Quail and Duck with Radicchio, Mache, and Green Peppercorn Sauce
A golden brown quail and pinwheel of pink duck breast meat top a bed of green mache and red radicchio. Green peppercorn sauce, based on veal demi-glace, laces the dish together. The recipe for veal demi-glace follows below, and it is worth making a batch and stashing it in the freezer.
- Peppercorn Sauce
- Green Peppercorns - 3 tablespoons
- Shallot - 1 teaspoon, diced
- Brandy - 1 tablespoon
- Dry white wine - 1/2 cup
- Veal Demi-Glace - 4 cups
- Salt and freshly ground white pepper
- Unsalted Butter - 2 tablespoons, at room temperature (optional)
- Duck and Quail
- Duck Breasts - 2 whole, about 1/2 pound each
- Salt and freshly ground black pepper to taste
- Quails - 4 small, about 3 ounces each
- Olive Oil - 1 tablespoon
- Mache (Lamb’s Lettuce) - 1 head, pulled apart and cleaned
- Radicchio - 1 head, pulled apart and cleaned
- Veal Demi-glace (Makes about 8 cups)
- Veal Bones - 20 pounds, browned
- Onions - 3 medium, cubed or sliced
- Carrots - 2 medium, sliced
- Leek - 1, diced
- Celery Stalks - 3, cubed
- Tomato paste - 8 ounces
- Dry white wine - 2 cups
To prepare the sauce: Combine the peppercorns, shallot, brandy, and wine in a saucepan and simmer until reduced to 1 teaspoon of liquid.

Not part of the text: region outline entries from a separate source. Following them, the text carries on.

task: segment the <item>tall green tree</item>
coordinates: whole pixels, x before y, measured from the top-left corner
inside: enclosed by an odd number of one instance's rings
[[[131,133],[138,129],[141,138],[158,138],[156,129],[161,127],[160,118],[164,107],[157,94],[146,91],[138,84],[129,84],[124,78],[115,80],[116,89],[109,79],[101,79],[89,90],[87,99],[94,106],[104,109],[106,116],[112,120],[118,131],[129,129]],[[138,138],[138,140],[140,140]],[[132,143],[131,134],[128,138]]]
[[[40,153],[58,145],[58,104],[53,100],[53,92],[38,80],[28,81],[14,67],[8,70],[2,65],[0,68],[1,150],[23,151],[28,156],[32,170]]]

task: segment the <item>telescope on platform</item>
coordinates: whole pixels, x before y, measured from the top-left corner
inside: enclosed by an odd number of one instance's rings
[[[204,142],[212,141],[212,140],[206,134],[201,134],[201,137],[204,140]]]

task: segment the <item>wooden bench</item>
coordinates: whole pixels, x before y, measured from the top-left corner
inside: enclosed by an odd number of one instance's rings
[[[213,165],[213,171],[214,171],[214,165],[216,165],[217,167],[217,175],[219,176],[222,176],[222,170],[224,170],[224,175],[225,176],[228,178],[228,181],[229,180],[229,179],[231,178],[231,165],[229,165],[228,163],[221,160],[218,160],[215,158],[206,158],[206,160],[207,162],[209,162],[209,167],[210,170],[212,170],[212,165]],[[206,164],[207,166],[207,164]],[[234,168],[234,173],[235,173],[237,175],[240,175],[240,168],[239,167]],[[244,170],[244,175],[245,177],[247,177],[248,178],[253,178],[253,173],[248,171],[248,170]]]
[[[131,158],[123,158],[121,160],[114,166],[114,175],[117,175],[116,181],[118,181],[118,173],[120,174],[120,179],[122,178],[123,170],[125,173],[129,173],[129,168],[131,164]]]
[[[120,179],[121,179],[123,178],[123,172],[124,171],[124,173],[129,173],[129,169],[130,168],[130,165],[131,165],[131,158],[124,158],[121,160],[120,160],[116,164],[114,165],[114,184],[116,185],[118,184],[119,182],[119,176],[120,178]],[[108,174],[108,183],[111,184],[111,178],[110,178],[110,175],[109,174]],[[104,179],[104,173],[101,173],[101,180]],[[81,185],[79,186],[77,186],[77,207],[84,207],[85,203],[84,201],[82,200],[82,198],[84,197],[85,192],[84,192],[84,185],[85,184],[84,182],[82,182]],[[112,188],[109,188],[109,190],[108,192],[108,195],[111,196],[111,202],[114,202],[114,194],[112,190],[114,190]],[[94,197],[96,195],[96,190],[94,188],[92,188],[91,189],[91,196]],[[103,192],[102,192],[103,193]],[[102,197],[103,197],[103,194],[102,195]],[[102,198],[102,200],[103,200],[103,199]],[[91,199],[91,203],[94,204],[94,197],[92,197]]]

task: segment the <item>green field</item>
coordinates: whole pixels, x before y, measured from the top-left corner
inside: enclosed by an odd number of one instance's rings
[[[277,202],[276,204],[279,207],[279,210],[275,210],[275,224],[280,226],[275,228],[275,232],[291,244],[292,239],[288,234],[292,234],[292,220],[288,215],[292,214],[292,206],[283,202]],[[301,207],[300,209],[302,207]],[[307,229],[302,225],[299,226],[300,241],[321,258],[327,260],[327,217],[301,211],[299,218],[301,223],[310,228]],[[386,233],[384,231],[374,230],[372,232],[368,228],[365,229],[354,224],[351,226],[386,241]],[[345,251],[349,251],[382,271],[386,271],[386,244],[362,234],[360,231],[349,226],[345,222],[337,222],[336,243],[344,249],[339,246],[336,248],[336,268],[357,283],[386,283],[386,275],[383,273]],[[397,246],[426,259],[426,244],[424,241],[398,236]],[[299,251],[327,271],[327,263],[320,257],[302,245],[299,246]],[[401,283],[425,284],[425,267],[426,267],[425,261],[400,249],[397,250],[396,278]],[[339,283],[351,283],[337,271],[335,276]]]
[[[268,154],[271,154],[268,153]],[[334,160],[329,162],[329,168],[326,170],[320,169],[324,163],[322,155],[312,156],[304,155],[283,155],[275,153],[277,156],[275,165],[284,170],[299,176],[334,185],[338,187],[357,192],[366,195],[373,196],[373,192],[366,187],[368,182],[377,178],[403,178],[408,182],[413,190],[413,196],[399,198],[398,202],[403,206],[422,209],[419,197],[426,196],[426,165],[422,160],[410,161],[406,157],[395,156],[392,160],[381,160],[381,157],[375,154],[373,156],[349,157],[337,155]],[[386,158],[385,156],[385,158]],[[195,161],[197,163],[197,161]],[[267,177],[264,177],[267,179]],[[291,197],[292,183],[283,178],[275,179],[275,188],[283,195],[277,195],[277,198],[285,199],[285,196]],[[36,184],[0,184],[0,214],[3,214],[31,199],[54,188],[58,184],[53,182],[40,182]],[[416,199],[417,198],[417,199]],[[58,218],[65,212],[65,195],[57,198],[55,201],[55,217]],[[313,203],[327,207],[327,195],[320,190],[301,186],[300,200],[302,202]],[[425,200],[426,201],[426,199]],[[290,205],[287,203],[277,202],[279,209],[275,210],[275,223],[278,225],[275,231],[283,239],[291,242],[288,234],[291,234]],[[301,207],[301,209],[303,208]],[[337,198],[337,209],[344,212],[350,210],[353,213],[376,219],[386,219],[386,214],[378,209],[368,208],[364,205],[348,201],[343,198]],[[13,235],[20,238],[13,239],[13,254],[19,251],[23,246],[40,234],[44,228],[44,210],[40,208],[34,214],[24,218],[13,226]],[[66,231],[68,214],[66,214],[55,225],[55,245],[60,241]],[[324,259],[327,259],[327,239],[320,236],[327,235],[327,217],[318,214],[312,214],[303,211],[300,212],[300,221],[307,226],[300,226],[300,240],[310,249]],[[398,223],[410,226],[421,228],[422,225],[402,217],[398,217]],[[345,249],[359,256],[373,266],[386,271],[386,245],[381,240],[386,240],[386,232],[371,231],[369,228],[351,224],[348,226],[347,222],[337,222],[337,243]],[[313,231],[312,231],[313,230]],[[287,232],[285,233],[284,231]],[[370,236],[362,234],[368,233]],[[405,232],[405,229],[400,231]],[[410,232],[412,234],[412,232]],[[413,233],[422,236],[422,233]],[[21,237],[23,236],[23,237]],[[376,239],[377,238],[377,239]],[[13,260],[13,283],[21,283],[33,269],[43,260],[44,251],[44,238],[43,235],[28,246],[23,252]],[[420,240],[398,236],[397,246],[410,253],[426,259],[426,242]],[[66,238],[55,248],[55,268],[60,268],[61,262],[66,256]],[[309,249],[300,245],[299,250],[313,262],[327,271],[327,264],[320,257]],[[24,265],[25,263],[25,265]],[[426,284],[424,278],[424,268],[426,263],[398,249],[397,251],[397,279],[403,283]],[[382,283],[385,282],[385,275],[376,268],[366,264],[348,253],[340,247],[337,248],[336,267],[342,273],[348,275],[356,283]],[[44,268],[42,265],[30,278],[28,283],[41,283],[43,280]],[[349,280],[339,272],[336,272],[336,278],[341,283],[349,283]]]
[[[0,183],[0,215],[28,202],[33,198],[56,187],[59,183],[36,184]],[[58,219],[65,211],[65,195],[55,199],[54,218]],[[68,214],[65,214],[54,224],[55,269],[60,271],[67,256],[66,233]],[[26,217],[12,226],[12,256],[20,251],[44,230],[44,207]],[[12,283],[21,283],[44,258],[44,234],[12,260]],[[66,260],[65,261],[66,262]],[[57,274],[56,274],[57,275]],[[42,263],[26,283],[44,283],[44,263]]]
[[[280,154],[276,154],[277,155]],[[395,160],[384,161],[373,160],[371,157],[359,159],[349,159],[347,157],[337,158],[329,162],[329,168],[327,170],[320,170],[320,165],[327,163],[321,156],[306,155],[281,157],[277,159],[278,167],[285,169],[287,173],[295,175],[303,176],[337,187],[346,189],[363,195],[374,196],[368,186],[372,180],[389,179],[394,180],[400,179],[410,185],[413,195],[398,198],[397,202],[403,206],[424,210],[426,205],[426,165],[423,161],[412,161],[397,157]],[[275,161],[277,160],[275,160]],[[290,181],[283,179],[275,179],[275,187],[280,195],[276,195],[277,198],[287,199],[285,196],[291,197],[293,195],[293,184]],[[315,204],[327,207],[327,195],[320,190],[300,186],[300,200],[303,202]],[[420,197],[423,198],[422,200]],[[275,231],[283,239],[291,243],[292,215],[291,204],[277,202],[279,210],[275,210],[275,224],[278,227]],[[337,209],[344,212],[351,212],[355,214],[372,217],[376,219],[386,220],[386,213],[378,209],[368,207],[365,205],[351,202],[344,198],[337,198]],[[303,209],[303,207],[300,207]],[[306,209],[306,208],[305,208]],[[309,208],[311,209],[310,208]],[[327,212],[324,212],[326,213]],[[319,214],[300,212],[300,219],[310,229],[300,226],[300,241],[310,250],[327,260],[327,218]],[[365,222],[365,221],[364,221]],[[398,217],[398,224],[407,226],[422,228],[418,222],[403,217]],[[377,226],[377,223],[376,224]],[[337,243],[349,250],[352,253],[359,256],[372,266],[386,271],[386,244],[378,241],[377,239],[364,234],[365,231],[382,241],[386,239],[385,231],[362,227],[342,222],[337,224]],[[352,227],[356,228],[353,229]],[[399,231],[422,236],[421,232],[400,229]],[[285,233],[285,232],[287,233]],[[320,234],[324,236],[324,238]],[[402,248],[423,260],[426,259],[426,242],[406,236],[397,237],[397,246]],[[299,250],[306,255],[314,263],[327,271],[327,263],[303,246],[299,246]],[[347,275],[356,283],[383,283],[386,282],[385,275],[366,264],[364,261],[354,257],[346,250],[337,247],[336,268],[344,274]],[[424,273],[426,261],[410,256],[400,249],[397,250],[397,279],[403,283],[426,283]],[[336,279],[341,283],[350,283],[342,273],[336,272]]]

Add the demi-glace and bring to a boil. Reduce heat to medium-low and adjust seasoning with salt and pepper. Set aside and keep warm.
To prepare the ducks and quails: Preheat the oven to 500 F. or its highest setting. Season the duck breasts on both sides with salt and pepper. Heat an ovenproof saute pan to very hot over high heat. Place the duck breasts in the pan, skin-side down, and briefly sear. Place in the oven for 1 minute. Remove and drain off the fat. Return the pan to the oven for 2 to 3 minutes, until the skin is browned. Turn the breasts and cook another 2 to 3 minutes for medium-rare, or longer if desired. Remove breasts from oven and let rest 1 to 2 minutes before slicing.
In another ovenproof saute pan, saute the quail in olive oil until browned on all sides. Place in the oven for about 4 minutes, turning once during that time. Remove from the oven and let rest 1 minute.
To serve: Make a bed of mache and radicchio on each serving plate. Place a quail on each plate. Slice the duck breasts on the bias with an electric knife. Arrange one fourth of the duck in a pinwheel on each plate, surrounding the quail. Spoon green peppercorn sauce over the duck.
Place all ingredients in a 10-gallon stock pot. Fill the pot with water, covering the ingredients, and bring to a boil. Skim off any foam which rises to the surface. Partially cover the pot and reduce heat until the liquid is simmering. Simmer 18 hours, skimming constantly in the beginning, then skimming occasionally for the remaining cooking time. Strain and, if necessary, reduce the stock again until thick enough to coat a spoon. Demi-glace may be kept in the freezer indefinitely.